Massive 3,000-Year-Old Tomb Discovered In Ancient Egypt Reveals Fascinating Artifacts

In Brief: Another grandiose discovery has been made in Egypt. Archaeologists have discovered an ancient Egyptian tomb dating back thousands of years. Home to a number of well-preserved mummies, the tomb located in Luxor was also filled with intricately painted was, as well as a number of ancient statues known as Ushabti.

Image Credit: AFP

A tomb, sarcophagi and various funerary objects have recently been discovered in a necropolis in Luxor, Egypt, in the south of the country.

The discoveries, made by Egyptian and French archaeological missions, were found near the El-Asasef necropolis, between the Valley of the Queens and the Valley of the Kings. 
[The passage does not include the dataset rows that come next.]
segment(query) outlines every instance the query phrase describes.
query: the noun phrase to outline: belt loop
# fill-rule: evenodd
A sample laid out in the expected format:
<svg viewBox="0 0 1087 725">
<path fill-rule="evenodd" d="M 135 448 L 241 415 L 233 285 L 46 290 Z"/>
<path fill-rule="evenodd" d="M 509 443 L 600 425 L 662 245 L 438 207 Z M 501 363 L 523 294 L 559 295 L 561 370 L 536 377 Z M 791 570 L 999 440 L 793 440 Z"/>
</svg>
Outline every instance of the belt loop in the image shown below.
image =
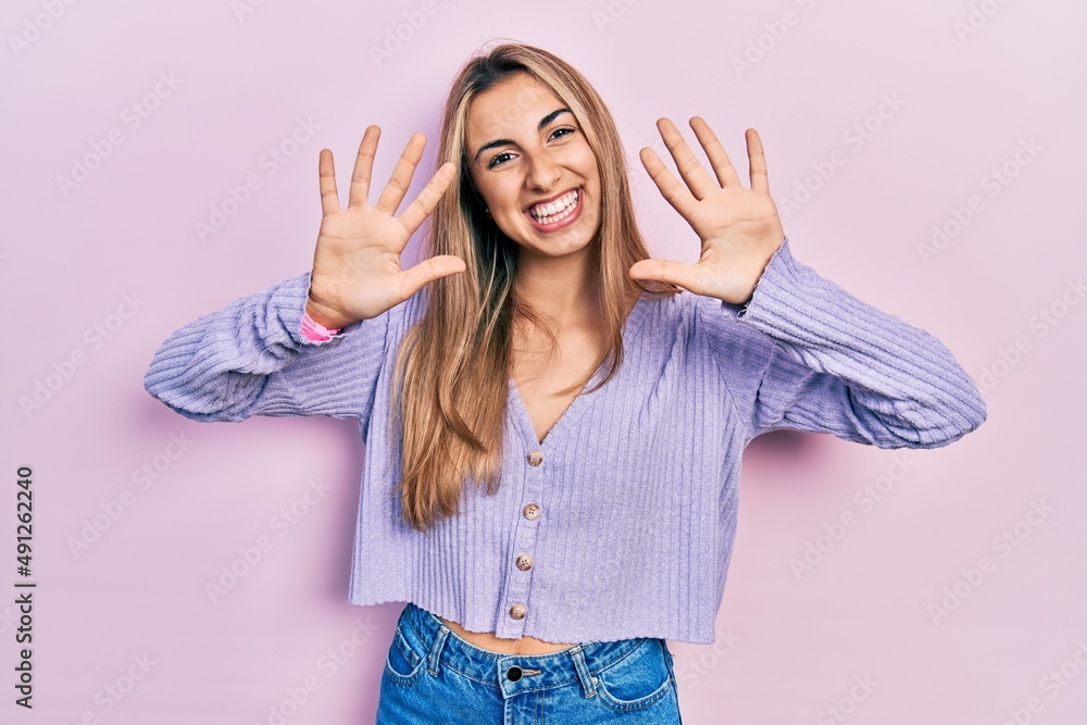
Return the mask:
<svg viewBox="0 0 1087 725">
<path fill-rule="evenodd" d="M 582 650 L 582 646 L 575 645 L 566 651 L 570 652 L 570 657 L 574 660 L 574 670 L 577 672 L 577 677 L 582 680 L 585 697 L 592 697 L 597 693 L 597 678 L 592 676 L 592 673 L 589 672 L 589 666 L 585 663 L 585 652 Z"/>
<path fill-rule="evenodd" d="M 429 664 L 427 664 L 427 670 L 432 675 L 437 676 L 438 674 L 438 662 L 441 658 L 441 648 L 446 645 L 446 637 L 449 636 L 449 627 L 446 625 L 438 626 L 438 636 L 434 638 L 434 645 L 430 647 L 430 654 L 427 658 Z"/>
</svg>

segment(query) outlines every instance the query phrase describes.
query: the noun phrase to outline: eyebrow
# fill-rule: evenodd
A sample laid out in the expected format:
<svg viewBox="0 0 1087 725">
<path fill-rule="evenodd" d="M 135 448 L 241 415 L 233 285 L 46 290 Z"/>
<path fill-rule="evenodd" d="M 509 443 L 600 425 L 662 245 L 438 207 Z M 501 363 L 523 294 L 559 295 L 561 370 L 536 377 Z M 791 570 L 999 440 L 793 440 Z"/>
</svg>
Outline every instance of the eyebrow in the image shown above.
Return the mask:
<svg viewBox="0 0 1087 725">
<path fill-rule="evenodd" d="M 557 109 L 557 110 L 552 111 L 551 113 L 549 113 L 546 116 L 544 116 L 542 118 L 540 118 L 539 124 L 537 124 L 537 126 L 536 126 L 536 132 L 539 133 L 539 132 L 544 130 L 545 128 L 547 128 L 548 124 L 550 124 L 552 121 L 554 121 L 555 118 L 558 118 L 563 113 L 571 113 L 572 114 L 573 111 L 571 111 L 570 109 Z M 511 141 L 508 138 L 499 138 L 499 139 L 493 140 L 493 141 L 487 141 L 486 143 L 484 143 L 483 146 L 479 147 L 478 151 L 476 151 L 475 160 L 478 161 L 479 160 L 479 154 L 483 153 L 484 151 L 486 151 L 487 149 L 492 149 L 496 146 L 507 146 L 509 143 L 513 143 L 513 141 Z"/>
</svg>

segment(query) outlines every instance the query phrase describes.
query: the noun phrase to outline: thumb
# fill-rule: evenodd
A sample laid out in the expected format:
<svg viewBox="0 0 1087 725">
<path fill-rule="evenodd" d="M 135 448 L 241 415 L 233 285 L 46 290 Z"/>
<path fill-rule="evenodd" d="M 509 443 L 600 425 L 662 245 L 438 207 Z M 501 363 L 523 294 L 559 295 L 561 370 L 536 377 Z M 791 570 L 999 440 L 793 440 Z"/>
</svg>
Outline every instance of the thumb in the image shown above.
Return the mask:
<svg viewBox="0 0 1087 725">
<path fill-rule="evenodd" d="M 438 277 L 457 274 L 465 270 L 467 270 L 467 265 L 464 264 L 464 260 L 453 254 L 438 254 L 437 257 L 424 260 L 403 273 L 403 288 L 407 291 L 404 299 L 408 299 Z"/>
</svg>

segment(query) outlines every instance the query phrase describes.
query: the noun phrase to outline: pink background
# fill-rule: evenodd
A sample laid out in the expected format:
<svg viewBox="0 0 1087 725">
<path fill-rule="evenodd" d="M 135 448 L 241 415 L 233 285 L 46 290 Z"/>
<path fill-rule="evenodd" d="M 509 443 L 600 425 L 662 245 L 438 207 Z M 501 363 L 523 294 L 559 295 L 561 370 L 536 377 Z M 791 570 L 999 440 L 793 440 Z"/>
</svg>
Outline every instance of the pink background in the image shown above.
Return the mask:
<svg viewBox="0 0 1087 725">
<path fill-rule="evenodd" d="M 384 184 L 424 132 L 413 199 L 454 72 L 511 38 L 563 57 L 604 97 L 655 254 L 698 258 L 638 161 L 644 146 L 663 152 L 654 121 L 671 117 L 694 143 L 687 118 L 703 116 L 745 170 L 744 129 L 755 127 L 797 258 L 936 335 L 989 405 L 961 442 L 904 458 L 809 434 L 748 450 L 717 643 L 671 642 L 685 722 L 1085 722 L 1087 461 L 1073 416 L 1085 402 L 1087 302 L 1075 285 L 1087 266 L 1087 7 L 268 1 L 239 16 L 243 2 L 18 0 L 2 11 L 0 289 L 24 321 L 9 321 L 0 377 L 0 721 L 270 723 L 309 683 L 286 722 L 372 722 L 402 603 L 346 601 L 355 426 L 198 424 L 141 380 L 171 332 L 309 268 L 322 148 L 346 189 L 364 128 L 382 126 Z M 404 13 L 425 22 L 410 28 Z M 372 49 L 398 26 L 410 37 L 378 64 Z M 133 103 L 146 118 L 124 111 Z M 299 118 L 318 128 L 299 132 L 272 174 L 262 157 Z M 107 143 L 111 129 L 122 143 Z M 62 188 L 96 147 L 109 155 Z M 829 179 L 810 177 L 828 166 Z M 1007 185 L 991 175 L 1002 167 Z M 260 188 L 201 241 L 197 223 L 250 175 Z M 924 257 L 934 226 L 950 236 Z M 417 239 L 407 262 L 416 250 Z M 83 364 L 66 368 L 73 353 Z M 57 370 L 70 376 L 25 413 L 20 399 Z M 14 479 L 27 464 L 33 712 L 12 703 Z M 135 475 L 145 465 L 155 478 Z M 329 490 L 299 503 L 315 479 Z M 858 496 L 880 484 L 890 490 L 878 501 Z M 126 489 L 132 505 L 74 553 Z M 273 518 L 292 504 L 304 512 L 293 524 Z M 1045 517 L 1028 516 L 1035 504 Z M 844 515 L 853 525 L 839 540 L 819 538 Z M 1001 543 L 1005 530 L 1015 546 Z M 274 548 L 212 603 L 205 584 L 261 536 Z M 790 560 L 809 542 L 826 551 L 798 576 Z M 983 557 L 989 571 L 970 575 Z M 957 587 L 965 598 L 934 616 Z M 109 696 L 142 657 L 153 661 L 142 679 Z"/>
</svg>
The tomb had already been excavated a number of times since the nineteenth century, and scientists have recovered a number of artifacts during the various archaeological missions.

However, given the massive size of the tomb, new excavations continue revealing new artifacts and clues about the ancient Egyptian civilization.

Among the new discoveries is the sarcophagus of Pouyou, a woman who is thought to have lived sometime during the 18th dynasty, explained French archaeologists in a statement.

The sarcophagus was opened on November 24, 2018, revealing a well-preserved mummy. This is also the first time an ancient sarcophagus was opened in front of international media.

A second sarcophagus was opened by the French archeological mission and revealed the remains of Thaw-Irkhet-if, a priest who supervised the embalming of several pharaohs at the Temple of Mut in Karnak.

Furthermore, it has been reported that researchers also discovered a number of mummies inside the tomb who were not placed inside sarcophagi. According to experts, it is possible that these mummies may have belonged to the same family.

Archaeologists have explained that it remains unclear when this family lived or whether Pouyouwas related to them.

“One sarcophagus was rishi-style, which dates back to the 17th dynasty, while the other sarcophagus was from the 18th dynasty,” Minister of Antiquities Khaled Al Anani said.

According to experts, the El-Asasef necropolis was used to bury noblemen family to the pharaohs.

After spending more than five months and clearing 300 meters of rubble, the French-led team of archaeologists uncovered this particular tomb which contained, in addition to the sarcophagi, a treasure trove of other artifacts.

Experts reported finding skeletons and skulls, and as many as 1,000 statues made of wood and tomb clay known as Ushabti. These figurines were placed in royal tombs among the grave goods and were intended to act as servants for the deceased, should they be called upon to do manual labor in the afterlife.